しっかり予約しているらしく、個室に通された。
愛原公一:「弟夫婦の無事を喜んで乾杯だべ!」
愛原薫:「兄さん、俺達の無事ば喜んでけるのは嬉しいけど、死傷者ば多ぐ出てる事故だで、あんま盛り上がんねー方がいいんでねぇが?」
公一:「んだから、身内だけでやるんでねーの」
愛原学:「いや、外部の人間もしれっといますけど?」
私は高橋とリサを指さした。
高橋:「や、やっぱ俺達は別行動で……」
公一:「いいがらいいがら!明日、家の片付け手伝ってくれるんたべ?んだったら、今から礼ばさせてもらっから」
高橋:「さ、サーセン」
薫:「兄さんはこれから小牛田さ帰ェるんだから、アルコールばダメだど?」
公一:「分がってるって。俺はノンアルビールだっちゃ」
リサもジュースである。
公一:「んで、カンパーイ!」
乾杯が始まり、愛原家の夕食会が始まった。
尚、宴会プランではあるが、内容からして1番安いものであるようだ。
それでも……。
リサ:「食べ放題じゃないの?」
学:「違うよ」
公一:「はっはっは!ほりェ、わしのも食え!」
孫に料理を分け与えるお祖父ちゃんの役をしっかりやる公一伯父さん。
高橋:「何だか羨ましいっスね」
愛原:「そうか?」
高橋:「俺は家庭に恵まれなかったもんでェ……」
リサ:「私はもっと恵まれなかったよ?」
高橋:「いや、オメーの場合は仲睦まじい家族だったのに、それを外から来たアンブレラの連中にブッ壊されたって話だろ?俺は違ェんだよ」
公一:「学は時々ブッ飛ぶヤツだけんど、よろしくやってくれな?」
高橋:「ははっ、お任せを!教授!」
愛原:「だから、元教授だって」
薫:「でも兄さん、名誉教授としての籍はあるんでしょ?」
公一:「名ばかりで、大したこと無ェよ」
薫:「『枯れた苗を元の苗に戻す化学肥料』なんて作っといて?」
公一:「したっけ、変な製薬会社が買い付けに来て大変だったんだァ。

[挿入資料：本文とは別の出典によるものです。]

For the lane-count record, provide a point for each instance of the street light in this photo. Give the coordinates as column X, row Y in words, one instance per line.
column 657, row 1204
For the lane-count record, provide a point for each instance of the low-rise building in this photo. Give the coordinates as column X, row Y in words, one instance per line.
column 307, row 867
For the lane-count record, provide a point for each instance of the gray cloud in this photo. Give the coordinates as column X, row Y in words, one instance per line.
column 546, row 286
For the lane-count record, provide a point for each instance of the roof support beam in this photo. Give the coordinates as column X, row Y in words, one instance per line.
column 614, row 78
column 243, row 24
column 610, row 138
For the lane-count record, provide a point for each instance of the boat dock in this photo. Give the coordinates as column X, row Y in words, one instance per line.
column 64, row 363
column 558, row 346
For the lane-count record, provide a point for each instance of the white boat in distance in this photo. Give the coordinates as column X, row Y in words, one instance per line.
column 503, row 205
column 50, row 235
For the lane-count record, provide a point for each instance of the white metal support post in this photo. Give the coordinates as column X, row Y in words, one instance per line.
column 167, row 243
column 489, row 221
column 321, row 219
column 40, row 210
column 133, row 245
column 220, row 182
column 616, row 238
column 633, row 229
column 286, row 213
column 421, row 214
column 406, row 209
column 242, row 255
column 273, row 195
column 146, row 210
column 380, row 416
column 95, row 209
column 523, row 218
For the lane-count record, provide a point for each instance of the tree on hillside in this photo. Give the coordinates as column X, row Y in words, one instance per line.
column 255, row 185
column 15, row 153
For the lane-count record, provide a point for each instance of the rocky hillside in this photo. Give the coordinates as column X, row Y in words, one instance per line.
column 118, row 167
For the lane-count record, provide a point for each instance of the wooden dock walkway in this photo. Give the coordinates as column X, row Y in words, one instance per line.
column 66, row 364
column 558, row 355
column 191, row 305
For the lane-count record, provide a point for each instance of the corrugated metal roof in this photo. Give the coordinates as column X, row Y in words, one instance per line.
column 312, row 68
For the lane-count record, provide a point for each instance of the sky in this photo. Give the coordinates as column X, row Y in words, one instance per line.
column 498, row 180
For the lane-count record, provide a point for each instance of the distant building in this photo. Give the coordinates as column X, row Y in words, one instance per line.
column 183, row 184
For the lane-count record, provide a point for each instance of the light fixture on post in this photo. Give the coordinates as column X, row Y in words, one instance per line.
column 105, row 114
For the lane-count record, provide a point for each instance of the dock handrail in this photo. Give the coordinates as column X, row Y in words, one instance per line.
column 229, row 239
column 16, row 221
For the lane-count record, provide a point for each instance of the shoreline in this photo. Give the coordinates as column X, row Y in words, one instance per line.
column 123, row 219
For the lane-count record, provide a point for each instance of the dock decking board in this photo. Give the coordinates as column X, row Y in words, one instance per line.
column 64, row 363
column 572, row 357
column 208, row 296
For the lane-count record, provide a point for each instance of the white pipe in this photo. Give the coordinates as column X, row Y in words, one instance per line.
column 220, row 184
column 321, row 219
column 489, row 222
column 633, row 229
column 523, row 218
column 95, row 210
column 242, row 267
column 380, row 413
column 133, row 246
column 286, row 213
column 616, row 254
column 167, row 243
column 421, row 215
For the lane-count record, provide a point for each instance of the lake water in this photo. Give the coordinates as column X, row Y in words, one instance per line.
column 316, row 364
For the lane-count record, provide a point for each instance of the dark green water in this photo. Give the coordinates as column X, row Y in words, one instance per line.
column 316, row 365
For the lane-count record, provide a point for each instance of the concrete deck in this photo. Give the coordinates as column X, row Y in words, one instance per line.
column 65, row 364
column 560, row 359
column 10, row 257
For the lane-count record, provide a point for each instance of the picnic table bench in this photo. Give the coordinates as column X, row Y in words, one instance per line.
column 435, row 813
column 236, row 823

あれは俺が墓場まで持ってくからや」
愛原:「『枯れた苗を元の苗に戻す』!?そんなことができるの!?」
高橋:「教授……いや、名誉教授!パネェっすね!?」
公一:「居眠りしながら農薬ば合成する実験したっけ、何かいつの間にかできてたんだなや」
とんでもない教授である。
もしも毒ガスが発生したり、爆発なんかしたらどうしたのだろう?
でも……。
愛原:「伯父さん、もしかして、『実験で造られた化け物を元の人間に戻す』なんてのも可能?」
公一:「モノにもよっけど、理屈の上なら可能だべ」
そうか、可能なのか。
農学部の元教授とはいえ、理系の科学者がそう言っているのならそうなのだろう。
善場主任達は、そのアテを見つけたらしいのだ。
公一:「映画の話だど」
愛原:「ああ、だよね」
[同日21:00.天候:晴 同地区内 ホテル東横イン仙台駅西口中央]
夕食会が終わった私達は伯父さんと別れ、ホテルに戻った。
高橋:「先生、お風呂にお湯入れてますんで」
愛原:「悪いな」
私はテレビのチャンネルを回した。
愛原:「おっ、ニュースをやっている」
〔「……仙台市若林区○○で起きました爆発事故ですが、現場となった空き家の調査に入った警察官や消防職員が行方不明になっています」〕
愛原:「は?」
高橋:「えっ?」
〔「現場となった空き家には地下室があり、そこに放置されていた爆発物が何らかの理由により爆発したのが原因と見られ、詳しい調査に入った警察官や消防職員が行方不明になりました。現場からは人骨らしき物も多数発見されており、警察では……」〕
高橋:「旧アンブレラの関係者の屋敷跡っスよね?」
愛原:「らしいな」
高橋:「爆発したらそれで終わりってわけじゃないんスね」
愛原:「そのようだな」
何らかのブービートラップがまだ稼働していて、それに引っ掛かったか、あるいは……BOWはいないものと信じたい。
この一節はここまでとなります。